Photos d'Ernst JÜNGER
La réception d'Ernst Jünger en France a été longtemps perçue comme
relevant du paradoxe. Une vulgate, encouragée par l'écrivain lui-même,
voulait que son succès fût beaucoup plus grand dans le pays de Voltaire
que dans celui de Goethe où il apparaissait essentiellement comme
un écrivain célèbre mais contesté, " umstritten ", selon le terme
allemand qu'il reprenait volontiers. Le fait qu'on puisse se disputer
ou même se battre à son propos lui semblait parfaitement en accord
avec sa vision d'un monde agonique.
La réalité est cependant tout autre, et d'abord sur un simple plan
quantitatif : s'il a en Allemagne beaucoup d'adversaires qui connaissent
son nom et qui l'attaquent sans même l'avoir lu, le nombre de Français
moyennement cultivés qui ignorent jusqu'à son existence est encore
plus grand. Le succès appréciable rencontré par Orages d'acier et
Sur les Falaises de Marbre auprès du public français lettré est
sans commune mesure avec les tirages qu'on atteints ces deux œuvres
Outre-Rhin. On n'oubliera pas pour autant que la première a trouvé
chez Gide un admirateur enthousiaste, tandis que la seconde apparaissait
aux yeux de Julien Gracq comme une exceptionnelle réussite. Si l'on
cherche d'autre part à apprécier la fortune critique de l'écrivain,
une autre constatation vient confirmer le témoignage irréfutable
des tirages. Alors que le nombre des études universitaires et des
ouvrages critiques publiés en allemand relève depuis longtemps de
cette inflation des glose qui submerge bon nombre d'écrivains, l'œuvre
de Jünger a été jusqu'à ces dernières années fort peu étudiée dans
l'université française. Il manque encore, en particulier, un travail
complet et systématique sur la réception d'Ernst Jünger en France,
travail dont le mémoire de D.E.A. de Pierre Garçonnat pourrait constituer
un premier jalon (1). C'est seulement depuis une dizaine
d'années que les études jüngeriennes ont pris de la vigueur de ce
côté du Rhin. Lors de mes premiers travaux, dans les années 70,
je pouvait encore faire figure d'isolé, alors qu'aujourd'hui, en
particulier depuis la thèse de François-Poncet en 1989, on a vu
se multiplier les études universitaires ainsi que les colloques
et numéros spéciaux de revues scientifiques. La création du Centre
de recherche et de documentation Ernst Jünger à Montpellier (2)

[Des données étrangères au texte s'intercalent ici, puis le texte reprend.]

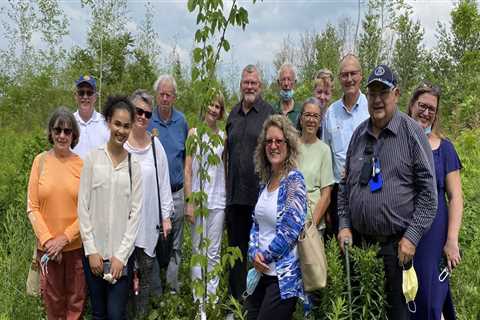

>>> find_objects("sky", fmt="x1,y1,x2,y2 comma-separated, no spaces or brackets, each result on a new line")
0,0,455,82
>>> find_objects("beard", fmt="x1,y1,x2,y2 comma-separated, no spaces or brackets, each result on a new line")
243,93,257,104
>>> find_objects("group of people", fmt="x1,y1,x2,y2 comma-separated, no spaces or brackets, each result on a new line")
28,54,463,320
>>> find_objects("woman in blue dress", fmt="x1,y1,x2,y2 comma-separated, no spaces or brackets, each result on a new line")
408,83,463,320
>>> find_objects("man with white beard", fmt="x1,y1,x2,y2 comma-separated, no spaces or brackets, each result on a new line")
225,65,274,300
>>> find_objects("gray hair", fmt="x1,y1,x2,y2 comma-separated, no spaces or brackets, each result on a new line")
153,74,177,95
254,114,300,183
129,89,153,108
277,62,297,81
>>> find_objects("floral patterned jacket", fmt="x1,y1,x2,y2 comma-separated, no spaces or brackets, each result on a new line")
248,170,307,299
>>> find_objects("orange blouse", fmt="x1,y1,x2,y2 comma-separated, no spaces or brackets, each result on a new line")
27,151,83,251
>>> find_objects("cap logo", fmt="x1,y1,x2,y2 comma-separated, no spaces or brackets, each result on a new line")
374,66,385,77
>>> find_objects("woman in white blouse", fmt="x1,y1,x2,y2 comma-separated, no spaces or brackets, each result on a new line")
185,94,225,312
124,90,173,319
78,97,143,320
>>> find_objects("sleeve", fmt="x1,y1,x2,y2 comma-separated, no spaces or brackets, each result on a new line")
77,150,98,256
248,211,259,261
27,153,53,246
404,127,437,246
320,145,335,189
114,156,143,266
63,160,83,243
154,138,173,219
337,132,358,231
443,139,463,175
262,171,307,264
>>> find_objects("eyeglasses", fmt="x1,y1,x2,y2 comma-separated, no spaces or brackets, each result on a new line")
417,101,437,115
340,70,360,80
77,90,95,98
302,112,321,120
367,88,393,100
53,127,73,136
265,139,287,146
135,107,152,119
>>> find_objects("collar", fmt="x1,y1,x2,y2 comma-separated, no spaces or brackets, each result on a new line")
238,96,263,113
340,90,363,113
152,106,182,124
362,108,402,136
73,109,103,125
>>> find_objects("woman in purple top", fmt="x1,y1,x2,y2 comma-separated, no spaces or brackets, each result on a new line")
408,83,463,320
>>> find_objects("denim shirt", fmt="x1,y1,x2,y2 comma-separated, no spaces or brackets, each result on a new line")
248,169,307,299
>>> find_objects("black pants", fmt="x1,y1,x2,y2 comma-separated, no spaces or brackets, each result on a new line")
246,275,298,320
325,183,338,240
226,205,254,301
360,232,410,320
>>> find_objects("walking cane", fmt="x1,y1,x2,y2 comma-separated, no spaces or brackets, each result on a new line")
343,239,353,320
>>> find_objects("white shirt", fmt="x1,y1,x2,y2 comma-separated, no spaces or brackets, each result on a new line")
78,145,143,265
123,138,173,257
73,110,110,159
192,131,226,210
322,92,370,183
255,187,280,276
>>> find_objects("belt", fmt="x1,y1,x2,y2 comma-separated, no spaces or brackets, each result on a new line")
172,183,183,193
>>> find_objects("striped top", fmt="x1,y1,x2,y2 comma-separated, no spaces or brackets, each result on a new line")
338,111,437,245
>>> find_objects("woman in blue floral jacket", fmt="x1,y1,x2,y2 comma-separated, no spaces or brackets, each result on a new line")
246,115,307,320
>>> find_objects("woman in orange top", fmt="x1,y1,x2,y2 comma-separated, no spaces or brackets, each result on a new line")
27,108,86,320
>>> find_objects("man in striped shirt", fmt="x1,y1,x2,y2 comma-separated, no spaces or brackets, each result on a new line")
338,65,437,320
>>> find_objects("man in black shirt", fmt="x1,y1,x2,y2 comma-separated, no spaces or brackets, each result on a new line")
225,65,273,300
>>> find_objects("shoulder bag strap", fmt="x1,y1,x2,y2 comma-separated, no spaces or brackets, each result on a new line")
152,135,163,230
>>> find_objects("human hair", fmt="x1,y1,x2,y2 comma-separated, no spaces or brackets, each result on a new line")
129,89,153,108
240,64,262,84
102,95,135,122
254,114,300,183
315,69,333,83
277,62,297,81
48,107,80,149
407,81,442,137
297,97,326,139
153,74,177,96
338,52,363,74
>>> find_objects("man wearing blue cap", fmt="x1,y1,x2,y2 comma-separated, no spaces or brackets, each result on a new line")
73,75,110,159
338,65,437,320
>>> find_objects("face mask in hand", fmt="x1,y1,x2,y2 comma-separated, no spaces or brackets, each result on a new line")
242,268,262,299
280,90,293,102
402,262,418,313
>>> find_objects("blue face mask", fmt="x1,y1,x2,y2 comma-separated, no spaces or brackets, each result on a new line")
423,126,432,136
280,90,293,101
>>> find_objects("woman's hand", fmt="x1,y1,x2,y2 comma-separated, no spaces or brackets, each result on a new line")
253,252,270,273
45,234,68,259
88,253,103,277
443,239,462,272
185,203,195,224
110,256,124,280
162,218,172,239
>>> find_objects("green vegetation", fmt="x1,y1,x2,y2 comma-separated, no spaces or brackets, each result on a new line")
0,0,480,320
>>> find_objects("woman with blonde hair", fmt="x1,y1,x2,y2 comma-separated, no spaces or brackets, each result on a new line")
246,115,307,320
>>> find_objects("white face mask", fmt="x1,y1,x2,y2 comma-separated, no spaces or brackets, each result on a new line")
423,126,432,136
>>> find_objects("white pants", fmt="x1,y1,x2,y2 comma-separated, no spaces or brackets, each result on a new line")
191,209,225,300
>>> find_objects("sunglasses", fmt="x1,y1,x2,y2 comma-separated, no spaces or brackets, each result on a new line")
135,107,152,119
53,127,73,136
77,90,95,98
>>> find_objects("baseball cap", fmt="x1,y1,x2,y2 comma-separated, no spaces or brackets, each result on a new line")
367,64,397,89
75,75,97,91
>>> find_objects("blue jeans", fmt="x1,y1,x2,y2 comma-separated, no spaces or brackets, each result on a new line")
83,256,133,320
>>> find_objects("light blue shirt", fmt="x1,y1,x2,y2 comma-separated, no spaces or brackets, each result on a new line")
322,92,370,183
148,107,188,190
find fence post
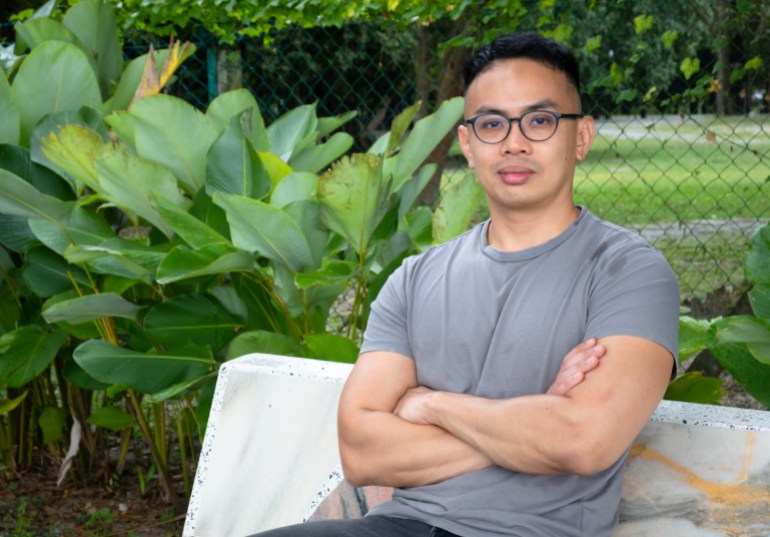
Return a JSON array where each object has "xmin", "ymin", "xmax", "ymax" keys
[{"xmin": 206, "ymin": 45, "xmax": 219, "ymax": 102}]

est bien le signe de cet intérêt renouvelé, avec la publication
des Carnets Ernst Jünger, dont, sous le patronage dynamique de Danièle
Beltran-Vidal, le deuxième numéro vient de sortir. Il faut donc
aller chercher du côté qualitatif cette impression assez unanimement
partagée selon laquelle Jünger serait plus apprécié en France qu'en
Allemagne. Là encore, les choses sont beaucoup moins simples, même
s'il est vrai que Jünger a longtemps bénéficié chez nous d'une plus
grand indulgence que dans son propre pays où on lui reproche essentiellement
son passé militariste et ses engagements ant-démocratiques d'après
la Première Guerre Mondiale. Ne pouvant nier la fermeté de son refus
déclaré du nazisme dès son arrivée au pouvoir en 1933, on l'accuse
souvent d'avoir, par sa pensée antérieure, contribué à préparer
l'avènement de celui-ci, dont il ne serait séparé que par sa distance
aristocratique. Mais la même argumentation se trouvait déjà chez
Albert Béguin qui écrivait en 1947 dans Critique : " Jünger que
l'on présente parfois comme un adversaire du nazisme, et qui probablement
croit l'avoir été, doit être compté parmi les annonciateurs du Troisième
Reich et les premiers propagandistes de son idéologie "; tandis
qu'Albert Camus voyait en lui, dans L'homme révolté (1951), l'inspirateur
d'une " apparence de philosophie " nazie. L'admiration pour Jünger
était donc loin d'être unanime, même si la différence de ton était
frappante entre les presses des deux pays. Il y avait souvent en
Allemagne une forme de hargne haineuse bien particulière et ignorée
ici, du moins jusqu'à ces dernières années.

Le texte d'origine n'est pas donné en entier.